Identify hidden risks before signing.

Corporate Structuring

Design of corporate governance, bylaws, and shareholder agreements for SMEs and business groups.

Clarity in decision-making and asset protection.

Sensitive Information Protection

Drafting of confidentiality agreements and internal policies to safeguard strategic data.

Legal security in commercial and third-party relationships.

Regulatory Compliance Consulting

Advisory on local and international regulations applicable to corporate operations.

Avoid penalties and maintain the firm's reputation.

Work methodology

From consultation to closing

1

Initial consultation

We review your case and define the scope of corporate advisory.

2

Document analysis

We examine contracts, bylaws and records to identify legal risks.

3

Legal strategy

We design a roadmap with deadlines and concrete actions for each operation.

4

Execution and monitoring

We accompany the implementation of agreements and manage the final documentation.

5

Closing and filing

We deliver the complete file with certified copies and executive summary.

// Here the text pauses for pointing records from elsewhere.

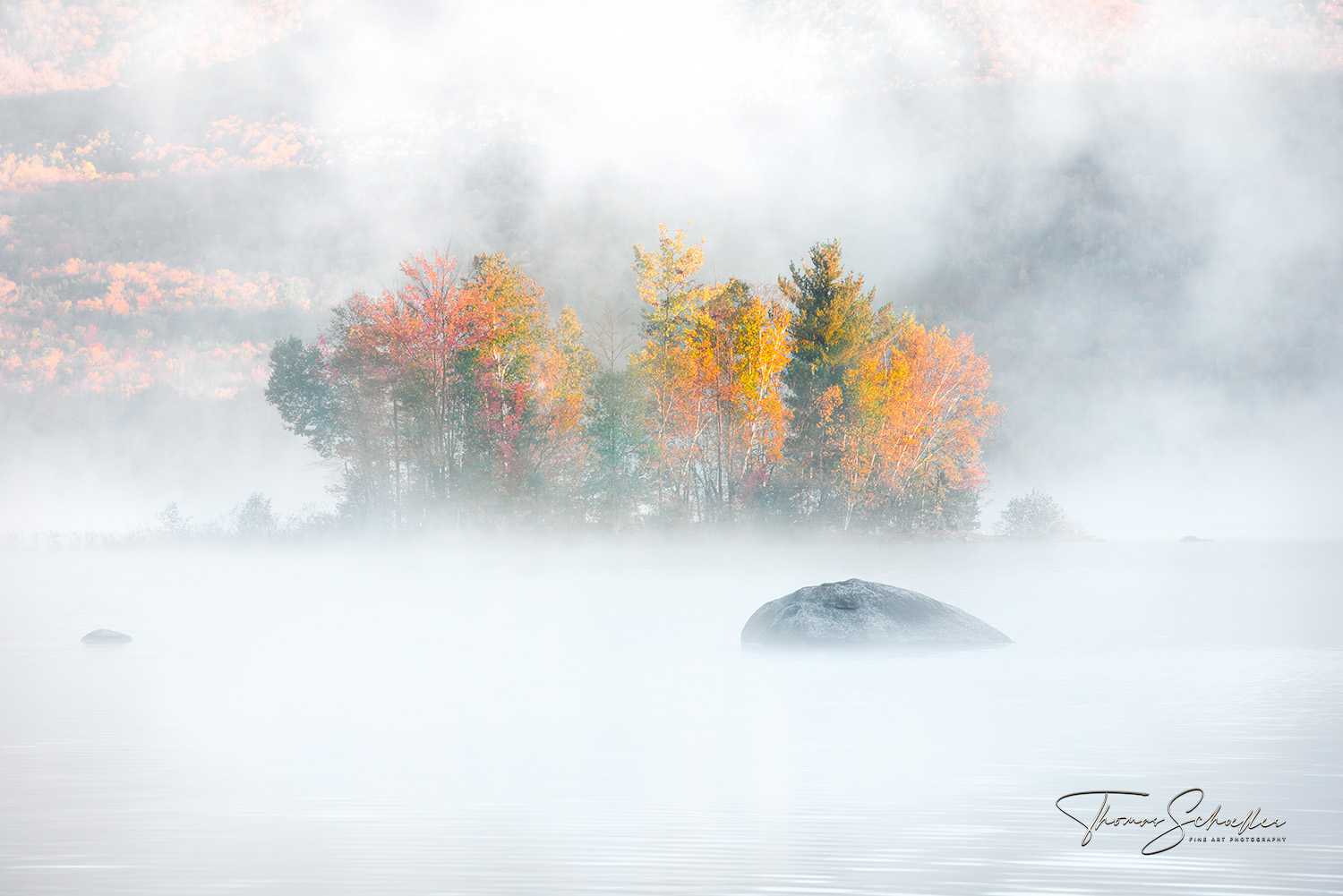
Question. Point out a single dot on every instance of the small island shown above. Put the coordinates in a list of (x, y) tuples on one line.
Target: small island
[(105, 636), (867, 614)]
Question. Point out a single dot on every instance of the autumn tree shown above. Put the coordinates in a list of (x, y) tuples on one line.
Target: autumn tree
[(671, 295), (833, 327)]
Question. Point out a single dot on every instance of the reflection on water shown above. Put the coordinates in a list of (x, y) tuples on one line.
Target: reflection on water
[(552, 719)]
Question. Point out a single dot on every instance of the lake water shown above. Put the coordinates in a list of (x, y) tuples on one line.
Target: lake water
[(481, 718)]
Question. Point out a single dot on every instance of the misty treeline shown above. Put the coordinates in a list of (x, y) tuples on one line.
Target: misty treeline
[(456, 399)]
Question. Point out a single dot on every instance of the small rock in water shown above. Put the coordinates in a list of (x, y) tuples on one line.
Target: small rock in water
[(864, 613), (105, 636)]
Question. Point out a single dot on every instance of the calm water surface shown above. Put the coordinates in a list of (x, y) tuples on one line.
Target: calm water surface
[(550, 719)]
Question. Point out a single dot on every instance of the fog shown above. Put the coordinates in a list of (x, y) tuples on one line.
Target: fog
[(531, 716), (1135, 209)]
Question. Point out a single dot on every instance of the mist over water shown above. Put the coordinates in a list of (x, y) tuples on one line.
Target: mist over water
[(526, 718), (1135, 209)]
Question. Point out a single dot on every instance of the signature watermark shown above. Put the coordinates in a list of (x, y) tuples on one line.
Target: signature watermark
[(1182, 821)]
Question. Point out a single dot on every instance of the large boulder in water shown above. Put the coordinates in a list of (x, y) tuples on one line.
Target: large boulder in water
[(105, 636), (864, 613)]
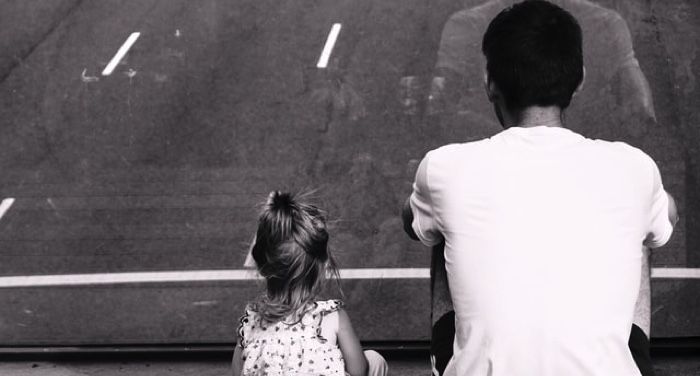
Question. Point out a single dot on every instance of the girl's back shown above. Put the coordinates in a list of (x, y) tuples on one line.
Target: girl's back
[(293, 346)]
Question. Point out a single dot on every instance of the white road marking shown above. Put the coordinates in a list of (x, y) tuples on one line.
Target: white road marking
[(675, 273), (328, 48), (5, 206), (249, 275), (120, 53)]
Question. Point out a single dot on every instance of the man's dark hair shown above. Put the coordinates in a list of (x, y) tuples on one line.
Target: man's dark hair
[(534, 55)]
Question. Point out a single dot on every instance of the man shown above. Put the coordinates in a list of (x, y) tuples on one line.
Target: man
[(543, 228)]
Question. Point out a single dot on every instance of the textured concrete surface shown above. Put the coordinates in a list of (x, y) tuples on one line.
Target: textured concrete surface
[(159, 166), (398, 365)]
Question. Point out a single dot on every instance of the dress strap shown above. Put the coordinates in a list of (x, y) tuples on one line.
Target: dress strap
[(244, 325), (323, 308)]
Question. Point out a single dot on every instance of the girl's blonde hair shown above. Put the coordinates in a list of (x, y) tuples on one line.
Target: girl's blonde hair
[(291, 253)]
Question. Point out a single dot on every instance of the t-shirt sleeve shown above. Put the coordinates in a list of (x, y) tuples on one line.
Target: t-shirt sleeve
[(660, 227), (424, 223)]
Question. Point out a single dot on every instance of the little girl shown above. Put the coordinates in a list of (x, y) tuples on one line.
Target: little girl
[(287, 331)]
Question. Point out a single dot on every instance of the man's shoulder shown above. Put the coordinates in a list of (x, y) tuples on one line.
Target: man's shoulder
[(454, 150), (623, 150)]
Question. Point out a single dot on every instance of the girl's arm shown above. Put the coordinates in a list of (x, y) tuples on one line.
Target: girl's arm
[(236, 363), (355, 361)]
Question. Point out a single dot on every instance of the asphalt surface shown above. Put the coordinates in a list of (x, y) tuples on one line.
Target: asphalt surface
[(159, 166)]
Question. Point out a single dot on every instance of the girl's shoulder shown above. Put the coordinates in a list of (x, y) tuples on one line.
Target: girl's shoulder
[(325, 307)]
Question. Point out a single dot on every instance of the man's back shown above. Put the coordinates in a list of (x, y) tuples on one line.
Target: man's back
[(543, 232)]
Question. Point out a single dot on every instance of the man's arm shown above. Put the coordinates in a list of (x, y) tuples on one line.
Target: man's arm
[(672, 210), (417, 213), (407, 217)]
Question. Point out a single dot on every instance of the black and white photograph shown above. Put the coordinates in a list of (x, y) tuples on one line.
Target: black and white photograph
[(350, 187)]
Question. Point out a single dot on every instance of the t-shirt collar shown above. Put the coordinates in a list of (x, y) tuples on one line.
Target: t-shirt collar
[(540, 136)]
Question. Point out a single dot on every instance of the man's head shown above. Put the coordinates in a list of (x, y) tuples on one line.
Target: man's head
[(534, 55)]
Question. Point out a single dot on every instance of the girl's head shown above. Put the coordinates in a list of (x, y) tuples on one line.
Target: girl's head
[(291, 253)]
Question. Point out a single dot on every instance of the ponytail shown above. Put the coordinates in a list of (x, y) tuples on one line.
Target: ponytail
[(291, 253)]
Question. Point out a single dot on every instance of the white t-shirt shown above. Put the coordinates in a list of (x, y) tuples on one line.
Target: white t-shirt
[(543, 233)]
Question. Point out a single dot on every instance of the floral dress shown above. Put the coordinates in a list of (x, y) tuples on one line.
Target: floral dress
[(281, 349)]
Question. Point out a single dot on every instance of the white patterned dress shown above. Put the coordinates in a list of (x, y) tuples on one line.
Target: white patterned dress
[(288, 349)]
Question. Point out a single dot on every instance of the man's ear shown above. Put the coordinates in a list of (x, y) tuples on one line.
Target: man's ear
[(491, 90), (580, 85)]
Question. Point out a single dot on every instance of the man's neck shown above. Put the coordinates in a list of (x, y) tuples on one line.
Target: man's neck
[(539, 116)]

Definitions and Contractual Scope

Guidance on clauses, terms, and conditions that prevent divergent interpretations in corporate agreements.

Model Clause

What is meant by «confidential information» in an NDA?

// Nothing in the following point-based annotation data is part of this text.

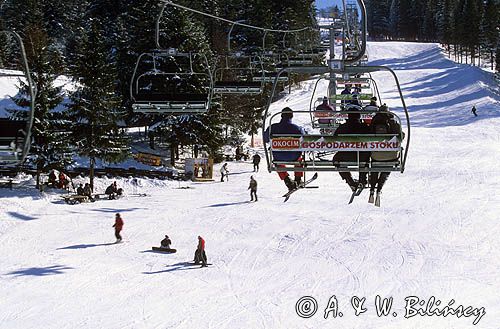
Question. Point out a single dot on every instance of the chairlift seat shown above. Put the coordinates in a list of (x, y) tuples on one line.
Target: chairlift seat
[(237, 87), (162, 98)]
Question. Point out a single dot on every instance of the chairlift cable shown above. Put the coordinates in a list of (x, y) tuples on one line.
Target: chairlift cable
[(235, 22)]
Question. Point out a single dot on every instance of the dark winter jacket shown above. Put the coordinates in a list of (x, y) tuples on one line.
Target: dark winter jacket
[(384, 123), (352, 126), (201, 244), (284, 127)]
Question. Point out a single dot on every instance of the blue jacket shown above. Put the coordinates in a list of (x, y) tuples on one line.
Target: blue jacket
[(285, 126)]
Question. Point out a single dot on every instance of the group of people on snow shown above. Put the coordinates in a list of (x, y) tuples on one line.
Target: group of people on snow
[(382, 122), (113, 191), (62, 183), (84, 190), (199, 255)]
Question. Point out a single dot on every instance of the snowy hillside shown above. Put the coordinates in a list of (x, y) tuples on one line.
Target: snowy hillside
[(436, 233)]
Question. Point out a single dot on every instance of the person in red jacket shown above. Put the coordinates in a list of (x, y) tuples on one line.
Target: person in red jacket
[(118, 227), (199, 254)]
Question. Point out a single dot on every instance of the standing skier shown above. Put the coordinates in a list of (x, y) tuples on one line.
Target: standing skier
[(253, 188), (199, 254), (285, 126), (224, 172), (118, 227), (256, 161)]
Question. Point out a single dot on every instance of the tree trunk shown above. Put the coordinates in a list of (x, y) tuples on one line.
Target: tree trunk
[(172, 154), (91, 172)]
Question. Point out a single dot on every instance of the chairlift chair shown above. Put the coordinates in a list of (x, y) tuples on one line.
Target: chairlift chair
[(239, 74), (168, 81), (319, 148)]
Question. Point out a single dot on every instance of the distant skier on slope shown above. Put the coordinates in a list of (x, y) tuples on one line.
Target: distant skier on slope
[(199, 254), (224, 172), (118, 227), (474, 110), (285, 126), (256, 161), (253, 189)]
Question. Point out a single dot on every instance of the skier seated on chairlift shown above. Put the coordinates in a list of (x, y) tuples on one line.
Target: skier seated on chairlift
[(346, 91), (355, 101), (166, 242), (325, 107), (353, 125), (382, 123), (284, 127), (372, 106), (79, 190)]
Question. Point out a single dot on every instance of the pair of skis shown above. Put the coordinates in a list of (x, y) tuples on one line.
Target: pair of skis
[(301, 186), (371, 199)]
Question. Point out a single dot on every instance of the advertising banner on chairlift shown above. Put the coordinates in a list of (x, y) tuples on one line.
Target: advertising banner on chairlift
[(326, 143)]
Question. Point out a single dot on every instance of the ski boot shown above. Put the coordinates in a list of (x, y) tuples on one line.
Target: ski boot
[(372, 196), (353, 184), (289, 183), (377, 199), (298, 181)]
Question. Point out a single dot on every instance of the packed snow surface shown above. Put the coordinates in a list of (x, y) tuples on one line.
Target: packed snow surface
[(436, 233)]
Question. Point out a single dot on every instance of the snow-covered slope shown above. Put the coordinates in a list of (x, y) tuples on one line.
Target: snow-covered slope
[(436, 233)]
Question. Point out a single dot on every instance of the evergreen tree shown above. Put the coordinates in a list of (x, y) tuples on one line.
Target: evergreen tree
[(489, 28), (395, 19), (95, 108), (50, 147)]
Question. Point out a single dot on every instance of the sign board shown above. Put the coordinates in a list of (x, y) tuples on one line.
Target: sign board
[(149, 159), (335, 143)]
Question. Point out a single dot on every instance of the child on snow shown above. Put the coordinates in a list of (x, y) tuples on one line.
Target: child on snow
[(199, 254), (118, 227)]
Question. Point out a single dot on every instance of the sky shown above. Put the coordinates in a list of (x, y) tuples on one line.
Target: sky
[(327, 3)]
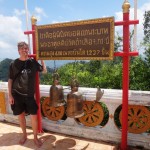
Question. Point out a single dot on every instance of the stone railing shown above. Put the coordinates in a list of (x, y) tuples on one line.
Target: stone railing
[(109, 130)]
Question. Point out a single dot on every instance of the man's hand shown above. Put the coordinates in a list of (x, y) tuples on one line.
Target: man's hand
[(11, 100)]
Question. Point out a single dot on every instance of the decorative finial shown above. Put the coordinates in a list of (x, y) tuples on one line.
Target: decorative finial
[(33, 20), (126, 6)]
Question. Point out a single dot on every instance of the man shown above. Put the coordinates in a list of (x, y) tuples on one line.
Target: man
[(22, 104)]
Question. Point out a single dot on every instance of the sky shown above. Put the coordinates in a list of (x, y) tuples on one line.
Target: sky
[(13, 17)]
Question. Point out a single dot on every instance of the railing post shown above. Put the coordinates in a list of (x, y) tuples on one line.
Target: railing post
[(125, 78), (34, 20)]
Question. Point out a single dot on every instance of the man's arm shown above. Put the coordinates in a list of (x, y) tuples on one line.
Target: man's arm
[(44, 67), (11, 99)]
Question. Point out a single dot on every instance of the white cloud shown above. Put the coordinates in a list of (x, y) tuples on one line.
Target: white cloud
[(18, 12), (39, 13), (11, 33)]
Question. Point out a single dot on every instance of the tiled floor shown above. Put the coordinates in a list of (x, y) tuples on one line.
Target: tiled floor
[(10, 134)]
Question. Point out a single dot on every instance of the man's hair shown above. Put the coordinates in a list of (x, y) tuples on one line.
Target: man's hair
[(22, 44)]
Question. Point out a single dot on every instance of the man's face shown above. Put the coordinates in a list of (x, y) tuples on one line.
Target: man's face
[(23, 50)]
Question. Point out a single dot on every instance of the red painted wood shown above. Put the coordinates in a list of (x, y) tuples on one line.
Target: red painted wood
[(37, 93)]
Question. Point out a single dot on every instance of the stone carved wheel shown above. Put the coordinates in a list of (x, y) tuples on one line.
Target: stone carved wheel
[(52, 113), (93, 114), (138, 119)]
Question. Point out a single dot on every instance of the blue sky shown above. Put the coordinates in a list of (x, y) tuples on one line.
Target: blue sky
[(13, 18)]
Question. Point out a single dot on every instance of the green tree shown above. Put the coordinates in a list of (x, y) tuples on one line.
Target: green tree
[(147, 45)]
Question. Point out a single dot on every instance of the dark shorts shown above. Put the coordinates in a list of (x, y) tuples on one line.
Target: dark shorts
[(24, 104)]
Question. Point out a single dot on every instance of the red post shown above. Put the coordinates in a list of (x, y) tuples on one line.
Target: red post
[(125, 82), (125, 78), (37, 78)]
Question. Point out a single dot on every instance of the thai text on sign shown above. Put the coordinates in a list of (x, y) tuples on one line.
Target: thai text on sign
[(80, 40)]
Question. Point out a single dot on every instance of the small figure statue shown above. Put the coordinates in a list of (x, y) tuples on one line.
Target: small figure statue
[(56, 92), (99, 94), (74, 101)]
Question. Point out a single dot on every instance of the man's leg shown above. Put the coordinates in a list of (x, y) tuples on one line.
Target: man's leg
[(22, 122), (34, 122)]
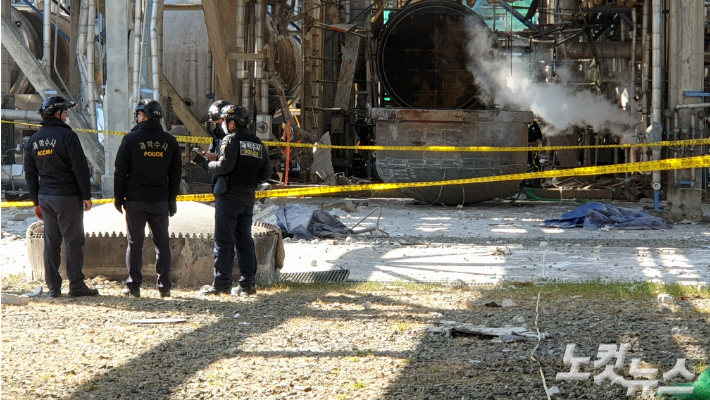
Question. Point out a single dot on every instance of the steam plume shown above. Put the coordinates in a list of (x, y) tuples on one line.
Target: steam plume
[(560, 106)]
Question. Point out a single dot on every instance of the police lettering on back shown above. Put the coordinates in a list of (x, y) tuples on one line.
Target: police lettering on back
[(250, 149)]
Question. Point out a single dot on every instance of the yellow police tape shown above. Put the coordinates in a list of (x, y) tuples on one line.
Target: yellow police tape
[(207, 140), (669, 164)]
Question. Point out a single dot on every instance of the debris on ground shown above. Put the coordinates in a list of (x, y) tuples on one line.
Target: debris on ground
[(36, 292), (505, 335), (14, 299), (345, 206), (596, 216), (307, 222), (664, 298), (159, 321)]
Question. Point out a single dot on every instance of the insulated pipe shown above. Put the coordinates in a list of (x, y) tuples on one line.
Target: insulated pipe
[(91, 83), (47, 35), (264, 95), (605, 50), (245, 92), (241, 69), (13, 115), (259, 49), (137, 24), (632, 88), (656, 60), (645, 60), (692, 106), (656, 86), (154, 49), (81, 48)]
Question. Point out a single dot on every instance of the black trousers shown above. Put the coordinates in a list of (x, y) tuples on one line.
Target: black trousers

All written, verbal, or electronic information exchanged between the parties that is not in the public domain, including financial data, client lists, business strategies, and technical know-how. The clause must specify the medium and the term of validity.

Legal Definition

When is a merger considered «effective closing»?

The moment the merger is registered in the Public Registry of Commerce and the definitive transfer of assets occurs. Until that moment, the parties may withdraw without penalty, unless otherwise agreed.

Technical Precision

What is the scope of the «title warranty» in a share purchase agreement?

The seller warrants that the shares or quotas are their exclusive property, free from liens and encumbrances, and that there are no pending lawsuits affecting their transfer. The warranty extends until the registration.

Frequent Clarification

What is considered «force majeure» in B2B contracts?

Events beyond the parties' control, unforeseeable and irresistible, such as natural disasters, wars, or government measures that prevent performance. It does not include internal strikes or the debtor's financial problems.

Delimitation

What is the difference between «direct damages» and «consequential damages»?

Direct damages cover immediate and quantifiable harm (e.g., repair of defective equipment). Consequential damages cover indirect losses such as lost profits or reputational harm. Many contracts exclude the latter to limit liability.

Prevention

What should an «early termination clause» include?

The objective grounds allowing either party to terminate the contract before the scheduled term: material breach, insolvency, unauthorized change of control, or violation of confidentiality. It must set a notice period and the effects of termination.